The horses not leaving the stable include:

Jack O’Connell – Eric
Ben Mendelsohn – Neville
Rupert Friend – Oliver
Peter Ferdinando – Spencer
Sam Spruell – Deputy Governor Hayes

After being escorted to his cell, Eric Love transforms essential teeth cleaning aid to makeshift weapon by attaching a razor blade.

He does this by burning bristles, rather than bridges.

Inevitably, ripples are made in a pond that was relatively quiet and amongst the carnage is father Neville.

Eric isn't the kind of pussy to drink sour milk.

Put it this way, an officer is grateful for therapist Oliver’s timely intervention as Eric decides against removing his testicle.

A volatile relationship ensues as progress and a connection is made.

We also learn that Neville is gay, Spencer is the prison crime boss and Eric makes push ups on your knuckles easier than it looks.

Oliver asks session regulars to look after Eric and when he’s attacked by balaclavas, they duly oblige...

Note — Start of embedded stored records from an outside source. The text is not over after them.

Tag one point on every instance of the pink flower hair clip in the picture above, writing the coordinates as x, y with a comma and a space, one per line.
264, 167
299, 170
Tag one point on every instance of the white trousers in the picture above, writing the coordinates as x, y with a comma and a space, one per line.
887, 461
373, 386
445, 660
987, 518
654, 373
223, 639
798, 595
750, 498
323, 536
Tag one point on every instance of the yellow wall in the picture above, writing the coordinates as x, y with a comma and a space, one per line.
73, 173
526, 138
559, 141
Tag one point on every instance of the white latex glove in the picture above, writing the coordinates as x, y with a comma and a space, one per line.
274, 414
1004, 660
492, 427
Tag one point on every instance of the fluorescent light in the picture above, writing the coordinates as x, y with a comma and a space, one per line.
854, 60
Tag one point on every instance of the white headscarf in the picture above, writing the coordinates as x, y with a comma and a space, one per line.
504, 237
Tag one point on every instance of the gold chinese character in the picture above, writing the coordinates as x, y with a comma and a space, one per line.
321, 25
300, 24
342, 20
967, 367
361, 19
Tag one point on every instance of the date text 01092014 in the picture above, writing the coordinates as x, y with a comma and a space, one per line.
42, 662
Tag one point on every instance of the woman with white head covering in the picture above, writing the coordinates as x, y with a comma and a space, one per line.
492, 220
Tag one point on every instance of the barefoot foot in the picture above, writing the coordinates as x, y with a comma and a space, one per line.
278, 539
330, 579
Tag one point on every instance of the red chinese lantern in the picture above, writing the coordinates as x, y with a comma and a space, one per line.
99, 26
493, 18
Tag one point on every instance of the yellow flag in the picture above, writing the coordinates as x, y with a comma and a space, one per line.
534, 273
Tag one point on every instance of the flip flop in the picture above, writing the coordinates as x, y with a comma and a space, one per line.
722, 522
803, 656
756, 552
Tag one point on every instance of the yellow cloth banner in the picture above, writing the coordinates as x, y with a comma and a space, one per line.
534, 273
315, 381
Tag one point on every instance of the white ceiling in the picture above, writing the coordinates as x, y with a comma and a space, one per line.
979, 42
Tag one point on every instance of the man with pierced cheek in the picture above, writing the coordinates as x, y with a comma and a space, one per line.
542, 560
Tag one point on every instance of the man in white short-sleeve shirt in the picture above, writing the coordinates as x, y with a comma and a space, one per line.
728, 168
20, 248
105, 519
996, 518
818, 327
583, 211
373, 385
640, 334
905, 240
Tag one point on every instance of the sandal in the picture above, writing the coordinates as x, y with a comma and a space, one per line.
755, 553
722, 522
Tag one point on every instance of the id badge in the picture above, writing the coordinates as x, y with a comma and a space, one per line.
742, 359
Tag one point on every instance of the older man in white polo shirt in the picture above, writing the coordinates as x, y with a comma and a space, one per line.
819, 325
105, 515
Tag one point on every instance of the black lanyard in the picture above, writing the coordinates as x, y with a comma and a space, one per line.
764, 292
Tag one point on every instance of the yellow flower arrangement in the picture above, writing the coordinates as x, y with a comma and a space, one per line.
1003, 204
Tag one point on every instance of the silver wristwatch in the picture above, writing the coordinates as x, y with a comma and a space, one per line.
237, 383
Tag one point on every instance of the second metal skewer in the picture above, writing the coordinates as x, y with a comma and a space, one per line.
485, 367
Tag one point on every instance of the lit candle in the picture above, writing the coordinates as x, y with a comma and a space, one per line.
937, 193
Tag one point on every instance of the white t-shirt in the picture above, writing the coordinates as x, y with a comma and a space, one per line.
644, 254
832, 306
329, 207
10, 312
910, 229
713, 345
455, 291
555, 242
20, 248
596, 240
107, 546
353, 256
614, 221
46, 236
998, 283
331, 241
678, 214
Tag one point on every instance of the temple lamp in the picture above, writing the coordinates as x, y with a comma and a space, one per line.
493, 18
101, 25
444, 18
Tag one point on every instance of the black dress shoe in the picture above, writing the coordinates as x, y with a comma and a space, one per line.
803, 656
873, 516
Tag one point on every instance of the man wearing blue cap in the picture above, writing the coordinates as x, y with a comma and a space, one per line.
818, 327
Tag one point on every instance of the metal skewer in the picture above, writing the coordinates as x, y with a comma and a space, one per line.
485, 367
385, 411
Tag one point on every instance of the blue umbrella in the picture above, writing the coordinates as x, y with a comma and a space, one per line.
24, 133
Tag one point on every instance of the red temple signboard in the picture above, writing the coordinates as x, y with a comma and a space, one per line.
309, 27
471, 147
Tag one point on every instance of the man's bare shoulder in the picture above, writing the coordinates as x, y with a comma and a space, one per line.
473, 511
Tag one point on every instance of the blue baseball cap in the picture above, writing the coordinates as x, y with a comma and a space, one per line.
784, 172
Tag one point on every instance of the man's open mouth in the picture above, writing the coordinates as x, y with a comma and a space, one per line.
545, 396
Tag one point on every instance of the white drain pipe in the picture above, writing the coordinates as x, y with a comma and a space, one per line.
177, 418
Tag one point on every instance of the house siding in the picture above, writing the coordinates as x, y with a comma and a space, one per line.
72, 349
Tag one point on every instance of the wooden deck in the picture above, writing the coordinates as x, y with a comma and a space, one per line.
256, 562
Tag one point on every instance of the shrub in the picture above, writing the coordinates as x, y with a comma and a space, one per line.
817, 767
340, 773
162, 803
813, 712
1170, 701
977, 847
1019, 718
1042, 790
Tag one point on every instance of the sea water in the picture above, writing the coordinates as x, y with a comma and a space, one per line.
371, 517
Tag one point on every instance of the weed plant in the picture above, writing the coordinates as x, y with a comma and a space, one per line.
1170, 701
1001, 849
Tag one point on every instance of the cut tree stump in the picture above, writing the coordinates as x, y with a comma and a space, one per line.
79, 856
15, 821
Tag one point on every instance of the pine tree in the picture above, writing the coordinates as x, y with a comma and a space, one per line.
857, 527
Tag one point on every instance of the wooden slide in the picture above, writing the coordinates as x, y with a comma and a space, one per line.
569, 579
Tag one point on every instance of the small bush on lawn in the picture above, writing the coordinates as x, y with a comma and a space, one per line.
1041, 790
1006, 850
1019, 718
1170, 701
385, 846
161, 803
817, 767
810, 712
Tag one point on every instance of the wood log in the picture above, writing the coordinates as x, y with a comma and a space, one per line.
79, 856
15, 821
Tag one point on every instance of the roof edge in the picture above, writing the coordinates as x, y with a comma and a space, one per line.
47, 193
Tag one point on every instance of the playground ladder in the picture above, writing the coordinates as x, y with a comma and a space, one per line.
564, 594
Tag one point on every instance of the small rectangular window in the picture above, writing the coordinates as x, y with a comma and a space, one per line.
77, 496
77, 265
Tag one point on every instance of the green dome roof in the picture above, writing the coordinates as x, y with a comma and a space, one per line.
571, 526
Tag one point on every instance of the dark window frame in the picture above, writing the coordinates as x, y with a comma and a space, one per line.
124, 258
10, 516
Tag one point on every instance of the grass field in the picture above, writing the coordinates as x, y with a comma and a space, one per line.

Visits from dad fall flatter than a punctured pancake and when Nev reacts to a guy looking at him funny during a meeting, emotions run high.

When taking a shower, Eric is apparently strangled but playing dead fools the aggressor who is subsequently subdued.

Bubbling with rage, he gives a guy the most unwelcome shave.

While queuing up for prison slop, Eric chastises Nev for embarrassing him during a session.

As the kettle finally boils, fists do the talking in a cell.

Eric accuses Nev of letting him win and the reward of temporary hatred is solitary confinement for both.

Now or thereabouts, Oliver goes for Hayes when Eric is labelled a waste of oxygen and subsequently leaves quietly.

Falling for Nev’s claims of discomfort, Officer Self unlocks his cuffs but this gesture of goodwill isn’t reciprocated.

The climatic scenes run concurrently.

Nev visits Spencer and when Self is found wrapped like a baby, they beat the shit out of Eric and fashion a noose from a sheet.

Spencer is killed and when Nev clears the danger, he orders Hayes to cut Eric down.

Eric survives and the bent Hayes radios in the incident as an attempted suicide.

Before Nev is bundled in a truck for an imminent transfer, compassion is shown for Eric to say his goodbyes.

As pleasantries are exchanged, “I’m proud to be your father.”

David Mackenzie’s film is nothing short of excellent and paints a brutal picture of everyday prison survival.

O’Connell’s performance is so electrifying, it could power the National Grid.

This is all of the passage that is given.